It’s the 11th February 2010 and I’m sitting at my kitchen table working distractedly (always distractedly) on my PhD thesis. My phone buzzes and it’s a message from my husband, “have you seen the news?” What news? I turn up the radio from its usual background-just-for-company-hum and hear the headlines announcing that Alexander McQueen has died. I sit there in shock; cold extends up my fingers and blood drains from my face. I check the Internet for news because I can’t believe it. I cry on and off for the rest of the day.
I go upstairs and immerse myself in my wardrobe, seeking out the 2003 canary yellow cashmere shrug and tasselled belt that conjured up the two sides of Irere, the 2006 black liquid silk top I had worn to gigs and felt bulletproof in, the 2001 tweed and leather strapping coat that I stood taller to stride in, the 2005 prototype leather jacket covered in McQueen’s red pen and stuck on patterns that I loved to marvel at. In amongst the humdrum of my everyday wardrobe were gems of perfect tailoring and pattern cutting; items of clothing made from material so beautiful, so wonderful to feel and to examine. Clothes that offered me a protection on days, many days, when I wanted just a little something extra, an additional layer of skin when mine alone felt too vulnerable.In the days that follow my usual searches for McQueen heighten and in particular I focus on the Fall 2006 The Widows of Culloden collection of quintessential English tailoring that drew in part from McQueen’s Scottish heritage and the concept of flight. From structure to subversion to freedom; the desire to drop everything and flee somewhere else has always been at my core. In this collection was McQueen’s love for heritage, tailoring, eccentricity, fierce strength and the delicacy of decay.
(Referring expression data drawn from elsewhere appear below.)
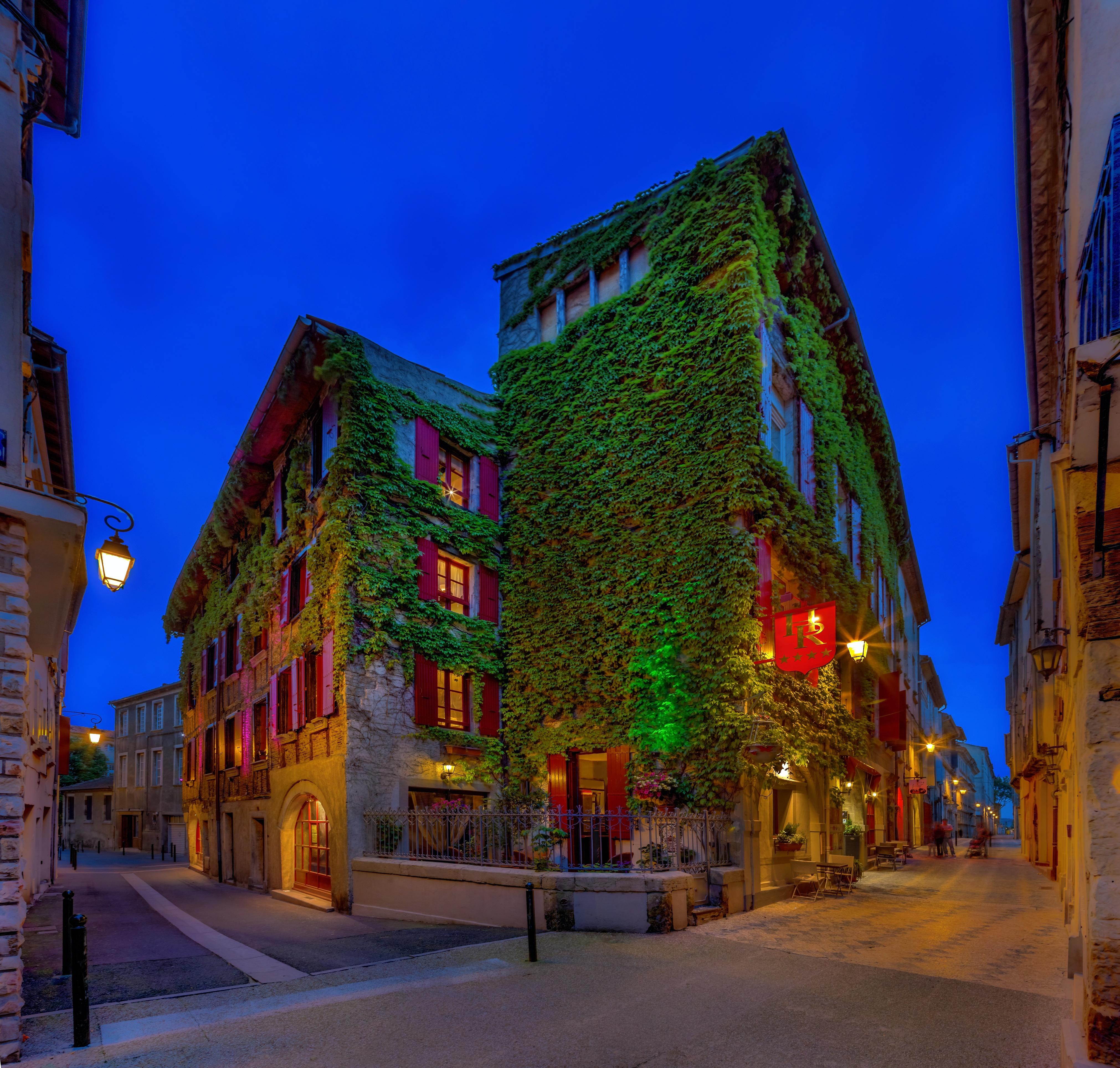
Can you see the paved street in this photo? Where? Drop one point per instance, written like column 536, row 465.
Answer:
column 137, row 953
column 837, row 982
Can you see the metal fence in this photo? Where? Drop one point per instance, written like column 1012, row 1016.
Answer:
column 554, row 840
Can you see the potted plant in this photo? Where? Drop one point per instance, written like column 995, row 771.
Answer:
column 788, row 840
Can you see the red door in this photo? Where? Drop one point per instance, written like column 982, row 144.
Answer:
column 313, row 850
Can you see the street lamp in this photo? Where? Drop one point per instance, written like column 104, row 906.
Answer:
column 115, row 562
column 857, row 650
column 1048, row 653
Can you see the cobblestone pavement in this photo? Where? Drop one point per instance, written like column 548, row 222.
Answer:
column 994, row 921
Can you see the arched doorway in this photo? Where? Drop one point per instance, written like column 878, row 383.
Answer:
column 312, row 868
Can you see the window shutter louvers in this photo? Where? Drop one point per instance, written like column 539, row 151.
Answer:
column 488, row 488
column 488, row 594
column 767, row 386
column 278, row 506
column 424, row 686
column 427, row 461
column 492, row 718
column 330, row 430
column 429, row 570
column 1114, row 281
column 326, row 676
column 273, row 706
column 808, row 465
column 558, row 782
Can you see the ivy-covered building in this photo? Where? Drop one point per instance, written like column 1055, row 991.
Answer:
column 339, row 616
column 688, row 442
column 697, row 444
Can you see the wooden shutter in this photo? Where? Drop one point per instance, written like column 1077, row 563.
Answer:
column 488, row 594
column 325, row 678
column 558, row 780
column 767, row 385
column 425, row 690
column 330, row 430
column 429, row 570
column 808, row 465
column 278, row 506
column 427, row 462
column 488, row 488
column 491, row 720
column 296, row 693
column 618, row 759
column 273, row 706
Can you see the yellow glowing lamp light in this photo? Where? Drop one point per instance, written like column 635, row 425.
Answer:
column 115, row 562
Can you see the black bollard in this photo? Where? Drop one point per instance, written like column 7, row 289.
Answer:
column 68, row 914
column 531, row 918
column 80, row 989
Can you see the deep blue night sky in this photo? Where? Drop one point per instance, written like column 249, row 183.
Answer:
column 368, row 163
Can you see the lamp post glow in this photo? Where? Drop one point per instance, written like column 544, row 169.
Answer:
column 857, row 650
column 115, row 562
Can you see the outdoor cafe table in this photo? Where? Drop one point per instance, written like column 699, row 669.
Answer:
column 830, row 872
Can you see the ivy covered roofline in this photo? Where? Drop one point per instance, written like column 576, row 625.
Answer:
column 283, row 404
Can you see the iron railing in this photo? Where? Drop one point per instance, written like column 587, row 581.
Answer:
column 554, row 840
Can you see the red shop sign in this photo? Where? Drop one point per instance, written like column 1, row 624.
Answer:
column 806, row 640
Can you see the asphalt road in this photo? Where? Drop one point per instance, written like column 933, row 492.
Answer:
column 136, row 953
column 825, row 983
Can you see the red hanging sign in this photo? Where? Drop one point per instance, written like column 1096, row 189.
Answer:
column 806, row 640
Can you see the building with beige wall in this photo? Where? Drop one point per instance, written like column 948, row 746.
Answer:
column 1060, row 618
column 148, row 770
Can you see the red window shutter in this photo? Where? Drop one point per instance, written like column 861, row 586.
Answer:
column 429, row 568
column 492, row 719
column 425, row 690
column 618, row 759
column 326, row 676
column 488, row 594
column 488, row 488
column 278, row 506
column 297, row 693
column 558, row 780
column 808, row 467
column 330, row 430
column 427, row 463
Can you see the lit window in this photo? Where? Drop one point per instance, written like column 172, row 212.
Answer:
column 452, row 701
column 455, row 478
column 454, row 586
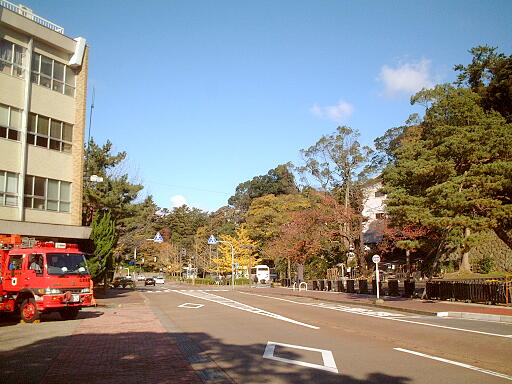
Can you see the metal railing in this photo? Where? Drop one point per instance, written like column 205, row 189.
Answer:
column 27, row 12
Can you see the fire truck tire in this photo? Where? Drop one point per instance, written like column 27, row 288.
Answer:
column 28, row 310
column 69, row 313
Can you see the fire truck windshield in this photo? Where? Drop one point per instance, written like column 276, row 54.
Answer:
column 66, row 264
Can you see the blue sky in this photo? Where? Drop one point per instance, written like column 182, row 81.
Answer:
column 204, row 95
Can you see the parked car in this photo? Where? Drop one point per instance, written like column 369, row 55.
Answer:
column 123, row 281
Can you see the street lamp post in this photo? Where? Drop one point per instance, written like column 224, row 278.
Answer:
column 212, row 240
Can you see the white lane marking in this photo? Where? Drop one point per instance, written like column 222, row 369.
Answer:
column 463, row 365
column 244, row 307
column 393, row 317
column 337, row 307
column 327, row 357
column 191, row 305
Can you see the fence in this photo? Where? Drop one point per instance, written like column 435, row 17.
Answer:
column 478, row 291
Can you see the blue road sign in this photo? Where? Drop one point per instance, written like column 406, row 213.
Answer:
column 212, row 240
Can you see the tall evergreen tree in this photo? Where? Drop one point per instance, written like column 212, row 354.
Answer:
column 452, row 172
column 104, row 237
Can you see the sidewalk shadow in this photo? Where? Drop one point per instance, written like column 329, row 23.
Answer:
column 158, row 358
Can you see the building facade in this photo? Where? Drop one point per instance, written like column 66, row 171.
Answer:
column 43, row 87
column 374, row 211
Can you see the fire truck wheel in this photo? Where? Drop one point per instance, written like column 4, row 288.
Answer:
column 28, row 310
column 69, row 313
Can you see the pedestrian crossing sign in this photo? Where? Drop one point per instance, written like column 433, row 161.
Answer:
column 158, row 238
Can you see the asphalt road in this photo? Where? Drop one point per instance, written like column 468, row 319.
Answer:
column 258, row 338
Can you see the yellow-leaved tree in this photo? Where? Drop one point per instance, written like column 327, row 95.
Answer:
column 245, row 250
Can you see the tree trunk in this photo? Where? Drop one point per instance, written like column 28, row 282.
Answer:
column 464, row 264
column 408, row 262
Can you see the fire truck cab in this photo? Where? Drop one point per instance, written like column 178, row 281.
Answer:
column 44, row 278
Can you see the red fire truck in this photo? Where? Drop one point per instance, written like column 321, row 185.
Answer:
column 43, row 278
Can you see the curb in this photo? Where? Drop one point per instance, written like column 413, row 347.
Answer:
column 477, row 316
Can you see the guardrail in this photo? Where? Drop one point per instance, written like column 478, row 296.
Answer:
column 27, row 12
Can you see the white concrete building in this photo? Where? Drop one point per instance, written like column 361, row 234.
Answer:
column 43, row 86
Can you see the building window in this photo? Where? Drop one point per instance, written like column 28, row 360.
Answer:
column 10, row 122
column 47, row 194
column 8, row 188
column 11, row 58
column 53, row 75
column 49, row 133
I understand it all. The eagle skull headpiece, designed by Shaun Leane sums it all up; falconry birds, so graceful in flight, captured in their final form. I tell my father about it in a gust of emotion.
My usual flight reaction is in full swing as I leave for Portugal a couple of days later having just turned 30. I am facing, if not writers block then, a kind of PhD inertia that comes from feeling so overwhelmed by the 90,000 words I know need to be written. Leaving on a plane to be somewhere without the daily distractions is my default solution to these periods but this time my father is joining me. Not as a hanger-on to enjoy the winter sun but as my theoretical consultant, sparring partner and emotional strength.
We meet at Faro airport and take a taxi to a modest hotel that makes off season Albufeira seem almost typically Portuguese quaint were it not for the very British all inclusive guests. It does not matter for we have adjacent rooms with balconies that mean we can gaze out over the sea as we talk over the theoretical sticking points of my research. As we unpack he gives me a familiar looking grey bag which contains two beautiful Alexander McQueen scarves that my mother has chosen for us. I decide on one and feel extremely lucky; it is a chiffon burgundy silk with gold Paisley skulls. Down by the poolside we drink dreadful hotel coffee into which we tip a generous measure of brandy before heading into the old town for lunch.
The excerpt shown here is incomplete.